Furthermore the Liège Botanical Garden, with its arboretum and its complex of greenhouses, founded in 1819, two years after the University of Liège, is the only botanical garden in Wallonia. Its arboretum, one of the most remarkable in Belgium, numbers one hundred and seventy species of trees and shrubs and some fifteen ‘champions’ of Belgium, planted in 1841. The ensemble of greenhouses, designed in a Victorian style, is classified and constitutes an exceptional example of an architecture marrying iron and glass in the 19th century. The greenhouses have now been integrated into the not for profit organisation ‘the ULg’s Botanical Spaces.’.
Towards the end of the 1960s, the relocation of a great majority of the University’s Faculties towards the Sart Tilman wooded estate began. This transfer was spread over a period of over forty years.

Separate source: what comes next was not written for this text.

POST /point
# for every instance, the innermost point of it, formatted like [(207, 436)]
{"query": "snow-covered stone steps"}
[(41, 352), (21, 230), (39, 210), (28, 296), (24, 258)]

It was for its 150th anniversary, in 1967, that the University of Liège officially inaugurated the first Sart Tilman buildings, including the Physics Institute and the Chemistry laboratory work-research complex. The Botany Institute was also transferred to Sart Tilman during the 1965-1970 period.
Later, during the 1990s, the Amphithéâtres de l'Europe (1994-1996) and the Mathematics Institute (1997) were built at Sart Tilman.
Beyond Liège the Faculty of Sciences is also linked with several of the Institution’s other properties: the Arlon Campus, the Stareso Station at Calvi (Corsica), and the Haute Fagnes Science Station at Mont Rigi (close to Robertville). The Faculty of Sciences and the Institution are also involved in the research carried out at the Jungfraujoch Station in Switzerland.